In each section, we will first introduce basic analytical tools and techniques to understand operations problems, and then demonstrate methods of managing that aspect of operations from a strategic view, typically using case studies.Note that this module is not intended to be a general “Introduction to Management” course, but rather specifically focuses on managing the “Operations” aspect of a firm.
Prerequisites.  Although this module does not have any prerequisite courses, there will be high degree of numbers-based work on the module. So students are expected to have good quantitative skills and familiarity in math based work.

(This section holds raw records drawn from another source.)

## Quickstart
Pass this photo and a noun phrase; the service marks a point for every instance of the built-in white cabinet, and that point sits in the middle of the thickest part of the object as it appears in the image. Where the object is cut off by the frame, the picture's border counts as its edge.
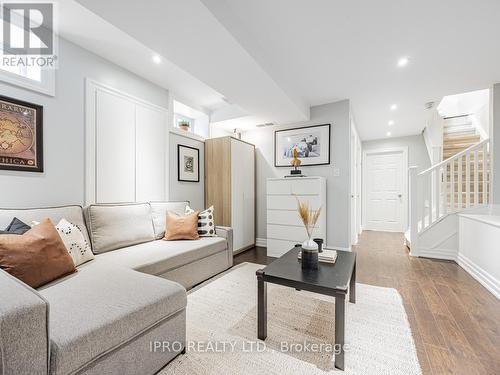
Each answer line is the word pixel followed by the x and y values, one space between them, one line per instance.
pixel 126 147
pixel 230 187
pixel 284 226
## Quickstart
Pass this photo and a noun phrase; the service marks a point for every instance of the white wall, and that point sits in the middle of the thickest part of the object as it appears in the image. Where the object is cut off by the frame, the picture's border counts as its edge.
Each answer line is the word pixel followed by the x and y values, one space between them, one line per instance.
pixel 63 179
pixel 194 192
pixel 495 139
pixel 417 151
pixel 338 188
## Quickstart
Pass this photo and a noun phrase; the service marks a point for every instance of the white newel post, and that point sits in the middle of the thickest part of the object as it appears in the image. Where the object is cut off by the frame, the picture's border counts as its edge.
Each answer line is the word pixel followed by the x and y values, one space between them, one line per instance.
pixel 413 211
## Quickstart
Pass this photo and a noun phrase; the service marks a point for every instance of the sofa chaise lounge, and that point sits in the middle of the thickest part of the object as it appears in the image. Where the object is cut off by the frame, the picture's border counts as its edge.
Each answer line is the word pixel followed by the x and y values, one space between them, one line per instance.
pixel 104 318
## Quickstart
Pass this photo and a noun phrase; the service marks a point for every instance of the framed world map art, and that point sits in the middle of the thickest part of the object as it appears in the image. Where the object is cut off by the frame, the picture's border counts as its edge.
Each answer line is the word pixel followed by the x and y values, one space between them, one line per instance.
pixel 188 167
pixel 21 135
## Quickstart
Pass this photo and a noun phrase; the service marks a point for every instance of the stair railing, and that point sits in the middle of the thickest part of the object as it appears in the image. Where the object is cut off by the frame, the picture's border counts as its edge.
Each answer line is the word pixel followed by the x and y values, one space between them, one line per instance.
pixel 455 184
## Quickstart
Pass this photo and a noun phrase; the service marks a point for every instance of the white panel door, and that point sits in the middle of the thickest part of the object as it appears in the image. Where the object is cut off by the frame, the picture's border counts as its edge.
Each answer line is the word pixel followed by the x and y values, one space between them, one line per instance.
pixel 385 193
pixel 115 148
pixel 151 136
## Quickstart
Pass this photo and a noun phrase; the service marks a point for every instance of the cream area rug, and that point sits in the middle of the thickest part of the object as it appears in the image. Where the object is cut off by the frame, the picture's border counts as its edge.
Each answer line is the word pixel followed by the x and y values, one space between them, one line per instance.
pixel 222 331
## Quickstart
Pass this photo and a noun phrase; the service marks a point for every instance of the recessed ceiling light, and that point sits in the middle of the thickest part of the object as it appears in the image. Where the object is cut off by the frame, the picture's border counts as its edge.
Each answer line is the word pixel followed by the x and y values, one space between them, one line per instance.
pixel 156 59
pixel 403 61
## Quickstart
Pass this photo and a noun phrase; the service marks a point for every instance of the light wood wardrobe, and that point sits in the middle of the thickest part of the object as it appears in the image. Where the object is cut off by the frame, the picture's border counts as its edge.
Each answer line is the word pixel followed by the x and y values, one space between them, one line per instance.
pixel 230 187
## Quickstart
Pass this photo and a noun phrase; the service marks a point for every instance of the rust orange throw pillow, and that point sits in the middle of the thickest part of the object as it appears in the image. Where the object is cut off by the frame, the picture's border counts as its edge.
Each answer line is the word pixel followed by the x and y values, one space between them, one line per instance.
pixel 37 257
pixel 181 227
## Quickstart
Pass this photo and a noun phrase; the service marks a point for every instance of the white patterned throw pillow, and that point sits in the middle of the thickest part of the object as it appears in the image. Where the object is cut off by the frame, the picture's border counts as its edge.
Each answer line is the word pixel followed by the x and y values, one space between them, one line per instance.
pixel 72 237
pixel 206 224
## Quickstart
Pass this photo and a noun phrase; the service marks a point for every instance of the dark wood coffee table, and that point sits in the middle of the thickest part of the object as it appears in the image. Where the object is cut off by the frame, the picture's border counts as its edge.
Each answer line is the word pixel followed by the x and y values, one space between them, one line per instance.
pixel 333 280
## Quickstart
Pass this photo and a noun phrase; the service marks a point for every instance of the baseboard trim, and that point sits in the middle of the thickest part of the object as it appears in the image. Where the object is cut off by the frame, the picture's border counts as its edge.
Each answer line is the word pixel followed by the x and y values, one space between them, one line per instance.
pixel 261 242
pixel 483 277
pixel 446 254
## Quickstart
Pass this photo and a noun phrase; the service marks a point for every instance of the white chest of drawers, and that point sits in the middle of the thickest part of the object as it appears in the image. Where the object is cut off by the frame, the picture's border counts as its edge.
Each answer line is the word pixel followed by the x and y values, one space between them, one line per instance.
pixel 284 226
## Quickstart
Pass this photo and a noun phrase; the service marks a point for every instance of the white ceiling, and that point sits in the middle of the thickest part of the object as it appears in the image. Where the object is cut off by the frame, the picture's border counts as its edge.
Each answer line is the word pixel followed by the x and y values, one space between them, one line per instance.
pixel 80 26
pixel 276 58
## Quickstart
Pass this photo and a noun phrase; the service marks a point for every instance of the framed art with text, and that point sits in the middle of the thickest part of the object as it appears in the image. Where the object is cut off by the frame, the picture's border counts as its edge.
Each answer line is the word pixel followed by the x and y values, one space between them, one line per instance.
pixel 21 135
pixel 188 164
pixel 311 142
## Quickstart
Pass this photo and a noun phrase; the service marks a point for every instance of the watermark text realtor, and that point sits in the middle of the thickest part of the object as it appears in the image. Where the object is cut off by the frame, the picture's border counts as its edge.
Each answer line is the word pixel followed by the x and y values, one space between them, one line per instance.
pixel 29 37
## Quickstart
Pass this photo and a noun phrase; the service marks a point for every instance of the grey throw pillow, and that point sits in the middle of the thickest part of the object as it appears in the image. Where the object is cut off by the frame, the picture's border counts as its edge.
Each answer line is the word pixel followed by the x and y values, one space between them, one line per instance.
pixel 16 226
pixel 206 224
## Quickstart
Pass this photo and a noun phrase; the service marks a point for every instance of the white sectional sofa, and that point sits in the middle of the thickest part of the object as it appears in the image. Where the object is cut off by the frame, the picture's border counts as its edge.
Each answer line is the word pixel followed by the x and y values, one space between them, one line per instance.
pixel 103 318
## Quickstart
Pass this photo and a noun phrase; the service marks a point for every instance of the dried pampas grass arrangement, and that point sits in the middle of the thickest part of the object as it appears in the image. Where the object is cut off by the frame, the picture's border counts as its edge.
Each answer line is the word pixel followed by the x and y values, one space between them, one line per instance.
pixel 308 215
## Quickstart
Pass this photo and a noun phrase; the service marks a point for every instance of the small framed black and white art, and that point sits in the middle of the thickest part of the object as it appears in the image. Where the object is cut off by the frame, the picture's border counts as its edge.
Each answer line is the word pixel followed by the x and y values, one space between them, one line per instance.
pixel 188 163
pixel 311 142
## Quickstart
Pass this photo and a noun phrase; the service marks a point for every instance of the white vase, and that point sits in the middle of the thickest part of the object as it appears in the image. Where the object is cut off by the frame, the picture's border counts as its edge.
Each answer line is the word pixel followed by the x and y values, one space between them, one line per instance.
pixel 310 245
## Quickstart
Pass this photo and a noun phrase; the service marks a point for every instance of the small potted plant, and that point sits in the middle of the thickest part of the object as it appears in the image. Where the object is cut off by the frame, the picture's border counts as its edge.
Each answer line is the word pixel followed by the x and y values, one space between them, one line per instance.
pixel 184 125
pixel 309 255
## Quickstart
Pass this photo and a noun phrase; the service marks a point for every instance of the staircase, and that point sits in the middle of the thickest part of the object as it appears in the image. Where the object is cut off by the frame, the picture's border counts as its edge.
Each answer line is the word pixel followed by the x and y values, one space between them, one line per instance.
pixel 459 182
pixel 459 134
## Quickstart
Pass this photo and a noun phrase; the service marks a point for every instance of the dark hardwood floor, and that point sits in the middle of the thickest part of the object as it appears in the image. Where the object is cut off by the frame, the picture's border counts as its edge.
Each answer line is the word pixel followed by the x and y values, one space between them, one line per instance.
pixel 455 321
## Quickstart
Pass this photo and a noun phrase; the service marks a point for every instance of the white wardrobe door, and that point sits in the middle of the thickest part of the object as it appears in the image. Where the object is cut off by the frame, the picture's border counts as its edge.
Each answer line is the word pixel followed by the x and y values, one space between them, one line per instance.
pixel 249 196
pixel 237 200
pixel 243 195
pixel 150 153
pixel 115 148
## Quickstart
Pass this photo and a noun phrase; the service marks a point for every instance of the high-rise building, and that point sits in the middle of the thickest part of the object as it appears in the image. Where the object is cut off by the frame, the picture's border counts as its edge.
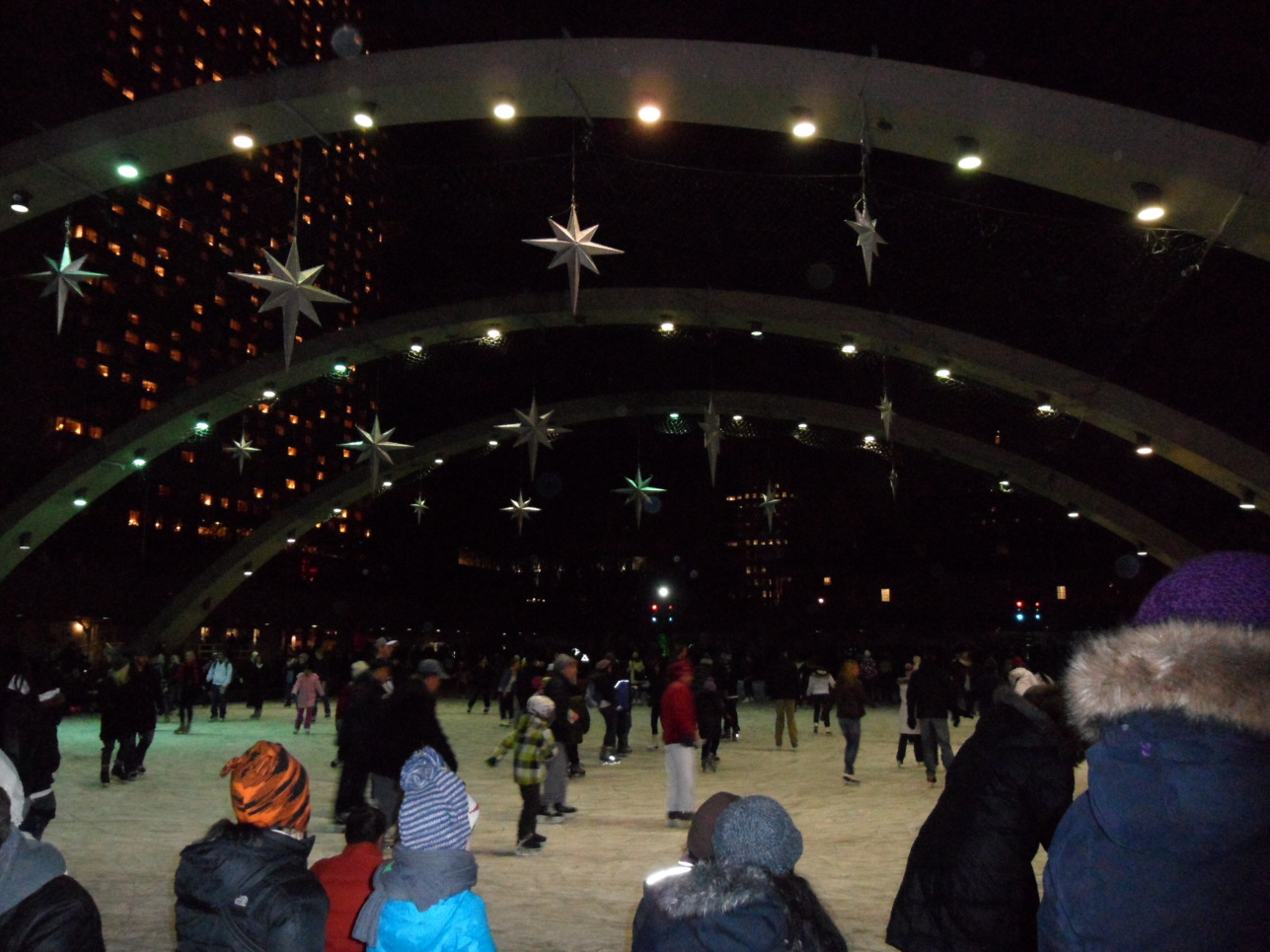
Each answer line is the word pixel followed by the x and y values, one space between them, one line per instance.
pixel 169 317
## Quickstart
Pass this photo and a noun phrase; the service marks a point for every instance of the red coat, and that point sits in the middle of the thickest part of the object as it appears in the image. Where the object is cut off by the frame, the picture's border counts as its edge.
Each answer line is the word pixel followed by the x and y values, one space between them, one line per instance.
pixel 678 713
pixel 346 880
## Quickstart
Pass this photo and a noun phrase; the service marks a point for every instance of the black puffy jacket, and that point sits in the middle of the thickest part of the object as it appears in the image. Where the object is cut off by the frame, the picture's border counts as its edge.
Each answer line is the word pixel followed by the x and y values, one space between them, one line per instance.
pixel 969 882
pixel 247 889
pixel 40 908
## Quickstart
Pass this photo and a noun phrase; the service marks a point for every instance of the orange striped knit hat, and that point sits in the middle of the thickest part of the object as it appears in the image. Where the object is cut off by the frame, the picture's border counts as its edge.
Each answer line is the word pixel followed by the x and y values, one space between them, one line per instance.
pixel 269 787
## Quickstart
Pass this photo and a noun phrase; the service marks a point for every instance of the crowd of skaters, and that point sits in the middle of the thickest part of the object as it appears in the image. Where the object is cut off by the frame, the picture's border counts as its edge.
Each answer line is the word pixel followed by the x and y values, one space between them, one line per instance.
pixel 1159 853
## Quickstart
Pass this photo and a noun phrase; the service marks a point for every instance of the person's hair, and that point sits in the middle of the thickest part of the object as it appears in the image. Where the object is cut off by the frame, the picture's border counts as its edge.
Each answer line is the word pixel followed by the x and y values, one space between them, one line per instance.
pixel 365 825
pixel 809 924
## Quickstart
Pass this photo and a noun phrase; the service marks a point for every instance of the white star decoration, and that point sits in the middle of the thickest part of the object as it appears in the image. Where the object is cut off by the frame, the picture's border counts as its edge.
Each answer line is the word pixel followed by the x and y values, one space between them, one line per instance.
pixel 62 278
pixel 375 446
pixel 520 510
pixel 712 438
pixel 534 429
pixel 419 508
pixel 242 450
pixel 573 247
pixel 639 491
pixel 769 507
pixel 291 290
pixel 888 414
pixel 866 238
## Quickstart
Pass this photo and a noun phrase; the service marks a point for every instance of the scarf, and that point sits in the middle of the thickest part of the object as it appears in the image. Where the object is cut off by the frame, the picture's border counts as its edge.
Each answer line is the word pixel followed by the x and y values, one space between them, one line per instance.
pixel 419 876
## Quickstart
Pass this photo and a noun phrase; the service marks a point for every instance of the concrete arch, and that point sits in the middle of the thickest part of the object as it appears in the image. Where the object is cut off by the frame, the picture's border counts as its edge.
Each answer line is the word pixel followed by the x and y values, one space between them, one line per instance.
pixel 219 580
pixel 1215 183
pixel 1203 450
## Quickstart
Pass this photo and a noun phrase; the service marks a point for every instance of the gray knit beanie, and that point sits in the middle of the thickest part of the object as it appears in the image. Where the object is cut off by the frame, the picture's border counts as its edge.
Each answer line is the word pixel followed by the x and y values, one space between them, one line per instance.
pixel 757 831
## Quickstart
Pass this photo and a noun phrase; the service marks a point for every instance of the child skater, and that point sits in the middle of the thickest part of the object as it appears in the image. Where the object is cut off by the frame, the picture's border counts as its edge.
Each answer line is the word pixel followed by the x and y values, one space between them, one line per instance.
pixel 306 691
pixel 534 743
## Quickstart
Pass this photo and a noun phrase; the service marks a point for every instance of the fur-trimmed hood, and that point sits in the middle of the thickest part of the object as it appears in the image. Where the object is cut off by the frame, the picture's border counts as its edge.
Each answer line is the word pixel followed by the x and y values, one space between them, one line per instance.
pixel 1202 669
pixel 711 908
pixel 712 889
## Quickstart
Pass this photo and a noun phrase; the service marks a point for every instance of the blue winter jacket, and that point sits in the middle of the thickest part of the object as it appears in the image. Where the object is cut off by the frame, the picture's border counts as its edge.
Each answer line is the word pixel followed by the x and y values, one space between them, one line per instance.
pixel 455 924
pixel 1169 848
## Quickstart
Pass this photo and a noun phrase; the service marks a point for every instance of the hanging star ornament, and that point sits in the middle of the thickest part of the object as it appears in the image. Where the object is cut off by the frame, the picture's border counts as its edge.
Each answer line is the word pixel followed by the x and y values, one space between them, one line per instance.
pixel 573 248
pixel 375 446
pixel 292 290
pixel 712 438
pixel 419 509
pixel 866 238
pixel 242 450
pixel 769 507
pixel 63 278
pixel 886 412
pixel 639 491
pixel 520 510
pixel 534 429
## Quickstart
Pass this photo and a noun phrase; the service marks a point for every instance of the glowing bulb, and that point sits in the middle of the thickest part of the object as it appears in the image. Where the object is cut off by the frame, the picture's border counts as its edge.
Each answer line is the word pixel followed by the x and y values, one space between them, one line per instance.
pixel 649 113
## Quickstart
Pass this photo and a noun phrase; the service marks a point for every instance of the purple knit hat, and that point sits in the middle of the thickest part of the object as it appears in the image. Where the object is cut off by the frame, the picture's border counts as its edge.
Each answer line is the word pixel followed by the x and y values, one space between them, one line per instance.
pixel 1229 588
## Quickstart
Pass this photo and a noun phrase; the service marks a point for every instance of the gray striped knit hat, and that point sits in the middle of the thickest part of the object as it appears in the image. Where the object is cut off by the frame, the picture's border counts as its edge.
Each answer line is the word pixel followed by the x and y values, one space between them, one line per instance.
pixel 434 807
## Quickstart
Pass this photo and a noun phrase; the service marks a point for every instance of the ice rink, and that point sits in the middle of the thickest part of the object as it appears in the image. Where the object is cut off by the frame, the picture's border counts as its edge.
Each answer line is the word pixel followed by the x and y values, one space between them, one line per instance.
pixel 123 842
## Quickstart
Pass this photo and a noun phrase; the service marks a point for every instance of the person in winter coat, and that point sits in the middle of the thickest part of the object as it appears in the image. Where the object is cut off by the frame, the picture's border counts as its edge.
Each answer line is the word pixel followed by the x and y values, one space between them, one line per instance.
pixel 142 700
pixel 746 899
pixel 603 682
pixel 408 722
pixel 819 687
pixel 556 786
pixel 115 726
pixel 906 733
pixel 532 745
pixel 255 677
pixel 710 713
pixel 969 884
pixel 306 691
pixel 932 697
pixel 423 898
pixel 188 682
pixel 1167 849
pixel 42 908
pixel 784 691
pixel 680 736
pixel 358 727
pixel 850 699
pixel 247 885
pixel 346 877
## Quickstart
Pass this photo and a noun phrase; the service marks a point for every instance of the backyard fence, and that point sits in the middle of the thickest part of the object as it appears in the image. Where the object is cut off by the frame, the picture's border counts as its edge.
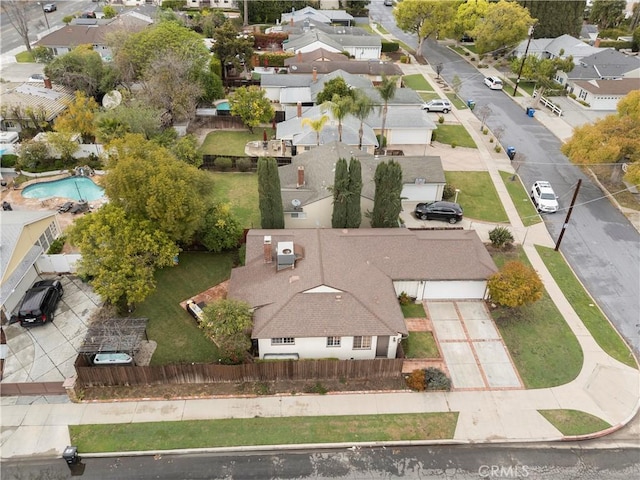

MSING715 Operations and Technology Management course outline 2010/11
MSING715 / Page 2

Objectives

Our objective in this course is to provide students with the skills necessary to understand and critically analyze a firm's operating performance and practices. The main goal is to introduce the “operations view” of a firm which includes the process of producing and delivering a product or a service.  At the end of the course, students will be conversant in the language of business operations, and they will be able to use both quantitative and qualitative tools to analyze basic operations issues. They will understand the "physics" of material, work and information flows within companies, and they will learn how the design and management of a firm's processes interact to determine a firm's cost structure and its ability to compete effectively in terms of non-cost measures such as quality, variety and speed.